Jordi Mas Castells | |
Birth Name: | Jordi Mas Castells |
Birth Date: | 14 March 1930 |
Birth Place: | La Garriga, Catalonia, Spain |
Death Place: | La Garriga, Catalonia, Spain |
Occupation: | Missionary priest in Cameroon, humanitarian |
Known For: | Baba Georges |
Nationality: | Spanish |
Website: | Jordi Mas (Camerun) |
Jordi Mas Castells (14 March 1930 – 18 November 2010) was a Spanish priest who lived and worked from 1961 to his death in Cameroon, mainly in the Far North Region, close to lake Chad. In Cameroon, he made hundreds of wells, built hospitals, founded schools, and organized workshops to improve the knowledge of women from different communities.[1] In 2008, the town council in La Garriga honoured him as Illustrious Citizen.[2]
Jordi Mas was born in La Garriga (Vallès Oriental) on 14 March 1930. At 24 he was ordained [3] and his first destinations as vicar were Esplugues de Llobregat, la Geltrú (Vilanova i la Geltrú) and the Miraculosa parish in Barcelona. In 1961, he left as a missionary to a much harder scenery, which he himself chose: first some cities in the south of Cameroon and later in the Far North Region of the country in the wide Sahel strip. His last towns were Makary and Blangoua, close to lake Chad, in Muslim black Africa. From 1961 to 2010 he worked supporting his small congregations and helping them in educational, healthy and social areas.
When he arrived he realized those people did not need a missionary —as they were mostly either animists or Muslims— but they needed his help in their most basic needs such as food, water, health, education...
”I have no solution. It’s up to those in power to find it at a global level. Yet, it would be stupid just to think that, as you cannot solve it all, it is not worth doing anything. The world is single country to which we all belong as citizens. You find out that to face such basic needs you must get down to work for their development. First you must live, then you can philosophize”.
Progressively he specialized in building wells which stopped villagers, particularly girls, the weakest ones in that society, from walking long distances to get water to drink for both their families and cattle. During his long stay in the country he built hundreds of them.[4]
Mas was also aware that health was one of the weaknesses of the region. Therefore, together with the Swiss doctor Giuseppe Maggi (1910-1988) he founded the hospitals of Tokombéré (1962), Zina (1970) and Mada (1978).In the latter, a heath reference center, he worked driving patients in a jeep-ambulance for many years, a job which enabled him to get to know the territory and, mainly, to be close to the 250,000 inhabitants living in the surroundings of the hospital, a vast area of about 200 kilometres including four countries: Cameroon, Chad, Niger and Nigeria.[5]
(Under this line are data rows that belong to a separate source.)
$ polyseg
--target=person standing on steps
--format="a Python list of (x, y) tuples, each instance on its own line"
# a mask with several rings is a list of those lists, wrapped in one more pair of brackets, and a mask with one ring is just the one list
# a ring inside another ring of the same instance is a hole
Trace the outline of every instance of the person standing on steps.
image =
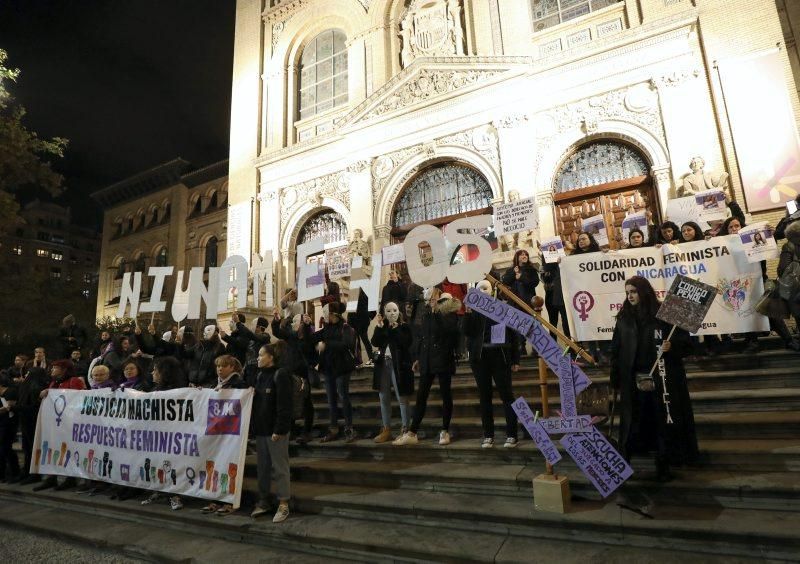
[(413, 369), (419, 372), (419, 389), (414, 405), (414, 420), (405, 437), (398, 438), (394, 444), (416, 444), (417, 431), (425, 417), (428, 395), (434, 379), (439, 379), (439, 394), (442, 396), (442, 430), (439, 444), (450, 444), (450, 419), (453, 417), (453, 395), (451, 384), (456, 372), (456, 349), (458, 346), (458, 316), (461, 301), (448, 293), (431, 290), (429, 306), (422, 316), (422, 326), (417, 331)]
[(264, 345), (258, 351), (251, 434), (256, 438), (258, 503), (250, 517), (270, 511), (270, 485), (275, 482), (278, 509), (273, 523), (289, 517), (289, 431), (292, 427), (291, 370), (280, 368), (286, 343)]
[[(478, 291), (492, 294), (488, 280), (478, 282)], [(492, 409), (492, 380), (503, 402), (506, 416), (505, 448), (517, 446), (517, 414), (511, 407), (514, 394), (511, 375), (519, 370), (519, 346), (514, 331), (505, 327), (495, 330), (497, 323), (475, 311), (467, 313), (465, 329), (469, 346), (469, 364), (480, 394), (481, 448), (494, 446), (494, 413)], [(496, 334), (496, 333), (499, 333)]]
[[(668, 481), (670, 465), (696, 464), (698, 449), (683, 366), (691, 350), (689, 334), (676, 328), (666, 340), (672, 326), (656, 319), (659, 306), (647, 279), (625, 281), (625, 302), (611, 341), (611, 385), (620, 394), (621, 454), (630, 460), (634, 454), (655, 452), (657, 477)], [(651, 374), (659, 347), (662, 360)]]
[(372, 389), (378, 391), (383, 427), (376, 435), (376, 443), (392, 439), (392, 390), (400, 405), (400, 420), (405, 435), (409, 423), (409, 397), (414, 393), (414, 372), (411, 370), (411, 328), (400, 315), (400, 306), (388, 302), (372, 333), (372, 345), (378, 349), (372, 377)]
[(31, 367), (22, 369), (22, 380), (17, 384), (17, 401), (11, 407), (15, 416), (19, 417), (22, 452), (25, 463), (22, 467), (20, 485), (33, 484), (41, 480), (38, 474), (30, 474), (33, 460), (33, 440), (36, 434), (36, 420), (39, 417), (41, 393), (49, 381), (44, 368)]
[(400, 276), (397, 271), (389, 271), (389, 281), (381, 290), (381, 303), (379, 313), (383, 313), (383, 308), (389, 302), (404, 304), (406, 302), (406, 287), (400, 283)]
[[(519, 249), (514, 253), (514, 261), (503, 274), (502, 282), (523, 302), (531, 303), (531, 298), (536, 295), (536, 286), (539, 285), (539, 271), (531, 262), (528, 251)], [(518, 339), (518, 342), (520, 353), (527, 354), (525, 340)]]
[(341, 400), (345, 440), (352, 442), (356, 435), (353, 430), (353, 405), (350, 403), (350, 377), (356, 369), (356, 336), (353, 328), (342, 322), (343, 303), (331, 302), (327, 308), (328, 322), (313, 335), (313, 342), (319, 353), (319, 370), (325, 374), (325, 392), (330, 409), (330, 428), (321, 441), (335, 441), (339, 436), (337, 400)]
In 1988, when doctor Maggi died, Jordi Mas went on to school founding, as it was evident for him that people without education have neither hope nor future. As a result of this work in 1998 he opened the big professional school of Blangoua CEFAVIHAR (Educational centre for the improvement of life in rural areas), next to lake Chad. In this school, which also includes a student residence promoted by Mans Unides, about forty youngsters from the villages near the lake can learn mechanics, electricity, welding, carpentry, business managering, sewing, typing, computer studies... Besides there is a primary school with 500 pupils which was created thanks to the collaboration of some Catalan organizations grouped together in the charity Makary-Blangoua [6]
In recent years, Mas focused on the home FEMAK (Femmes de Makary) (2008), a meeting point for women of all religions in the region of Makary to relate, learn and exchange experiences. They had sewing workshops, computers and vegetable gardens and classrooms where they received education about health, eating habits and cooking.
”The future of Africa is women’s hands. They have always been underestimated, but they have an enormous capacity and potential and they will make Africa develop” His great knowledge of the region was crucial in other projects: accommodation for the teachers in Blangoua, the FEMAK home and the residence for charity workers in Makary (2008)... The last project he was keen to develop in 2009 was the growing of a seaweed rich in proteins called spirulina, which grows really well in areas like lake Chad.
In 2010, he fell ill and travelled to La Garriga to undergo the treatment which enabled him to go back to his home in Makary. However, he died on Thursday 18 November that year.[7] He is buried in La Doma cemetery, in La Garriga.
Jordi Mas died,[8] but his work is fully alive helping the people near the lake. Nowadays, November 2015, the Italian Fabio Musi, a long term Cameroon resident, is responsible for the general coordination of the different parishes and schools. He does it from Maroua, the Far North Region capital city of the country. In the last two parishes where the priest from La Garriga worked, namely Makary and Blangoua, there are two native priests in charge.